Retrieval: augments the assistant with knowledge from outside our models, such as proprietary domain data, product information or documents provided by your users. This means you don’t need to compute and store embeddings for your documents, or implement chunking and search algorithms. The Assistants API optimizes what retrieval technique to use based on our experience building knowledge retrieval in ChatGPT.
The model then decides when to retrieve content based on the user Messages. The Assistants API automatically chooses between two retrieval techniques:
it either passes the file content in the prompt for short documents, or
performs a vector search for longer documents
Retrieval currently optimizes for quality by adding all relevant content to the context of model calls. We plan to introduce other retrieval strategies to enable developers to choose a different tradeoff between retrieval quality and model usage cost.
Really cool to see the Assistants API's nuanced document retrieval methods. Do you index over the text besides chunking it up and generating embeddings? I'm curious about the indexing and the depth of analysis for longer docs, like assessing an author's tone chapter by chapter—vector search might have its limits there. Plus, the process to shape user queries into retrievable embeddings seems complex. Eager to hear more about these strategies, at least what you can spill!
Embedding is poor man's context length increase. It essentially increases your context length but with loss.
There is a cost argument to make still, embedding-based approach will be cheaper and faster, but worse result than full text.
That being said, I don't see how those embedding startups compete with OpenAI, no one will be able to offer better embedding than OpenAI itself.
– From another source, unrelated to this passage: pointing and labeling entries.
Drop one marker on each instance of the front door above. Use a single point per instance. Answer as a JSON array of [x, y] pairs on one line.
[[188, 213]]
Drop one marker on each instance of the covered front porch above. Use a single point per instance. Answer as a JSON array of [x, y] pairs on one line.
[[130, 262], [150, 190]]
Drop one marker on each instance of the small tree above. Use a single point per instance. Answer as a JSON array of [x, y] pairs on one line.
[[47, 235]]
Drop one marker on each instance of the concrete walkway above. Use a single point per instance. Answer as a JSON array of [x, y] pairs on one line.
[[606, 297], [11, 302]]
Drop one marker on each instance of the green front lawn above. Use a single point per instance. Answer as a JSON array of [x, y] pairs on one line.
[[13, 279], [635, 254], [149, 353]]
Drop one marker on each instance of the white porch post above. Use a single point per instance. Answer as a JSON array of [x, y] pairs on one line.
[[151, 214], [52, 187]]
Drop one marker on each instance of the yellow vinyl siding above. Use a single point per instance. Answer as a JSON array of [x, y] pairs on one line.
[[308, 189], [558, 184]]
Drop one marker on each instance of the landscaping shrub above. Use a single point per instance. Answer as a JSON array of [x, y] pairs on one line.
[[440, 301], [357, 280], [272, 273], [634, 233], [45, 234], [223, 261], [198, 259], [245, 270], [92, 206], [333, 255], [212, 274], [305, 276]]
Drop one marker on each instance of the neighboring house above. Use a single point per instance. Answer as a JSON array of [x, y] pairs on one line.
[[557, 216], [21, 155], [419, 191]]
It is hardly a convincing business.
The elephant in the room is the open source models aren't able to match up to OpenAI models, and it is qualitative, not quantitive.
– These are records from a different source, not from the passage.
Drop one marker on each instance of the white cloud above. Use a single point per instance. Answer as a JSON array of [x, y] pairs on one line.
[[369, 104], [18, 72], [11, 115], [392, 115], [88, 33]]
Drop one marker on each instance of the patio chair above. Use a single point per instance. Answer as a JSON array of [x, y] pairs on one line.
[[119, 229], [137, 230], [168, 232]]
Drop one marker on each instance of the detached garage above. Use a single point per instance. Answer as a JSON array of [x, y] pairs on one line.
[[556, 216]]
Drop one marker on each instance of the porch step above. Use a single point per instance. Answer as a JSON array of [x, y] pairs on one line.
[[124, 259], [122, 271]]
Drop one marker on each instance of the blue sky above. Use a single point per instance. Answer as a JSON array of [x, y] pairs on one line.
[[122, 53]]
For embeddings specifically, there are multiple open source models that outperform OpenAI’s best model (text-embedding-ada-002) that you can see on the MTEB Leaderboard [1]
> embedding-based approach will be cheaper and faster, but worse result than full text
I’m not sure results would be worse, I think it depends on the extent to which the models are able to ignore irrelevant context, which is a problem [2]. Using retrieval can come closer to providing only relevant context.
The point isn't about leaderboard. With increasing context length, the question is on whether we need embeddings or not. With longer context length, embeddings is no longer a necessity, and it lowers its value.
For more trivial use cases, sure, but not for harder stuff like working with US law and precedent.
The US Code is on the order of tens of millions of tokens and I shudder to think how many billions of tokens make up all the judicial opinions that set or interpreted precedent.
OP is incorrect. Embeddings are still needed since (1) context windows can't contain all data and (2) data memorization and continuous retraining is not yet viable.
But the common use case of using a vector DB to pull in augmentation appears to now be handled by the Assistants API. I haven't dug into the details yet but it appears you can upload files and the contents will be used (likely with some sort of vector searching happening behind the scenes).
The model then decides when to retrieve content based on the user Messages. The Assistants API automatically chooses between two retrieval techniques:
it either passes the file content in the prompt for short documents, or performs a vector search for longer documents Retrieval currently optimizes for quality by adding all relevant content to the context of model calls. We plan to introduce other retrieval strategies to enable developers to choose a different tradeoff between retrieval quality and model usage cost.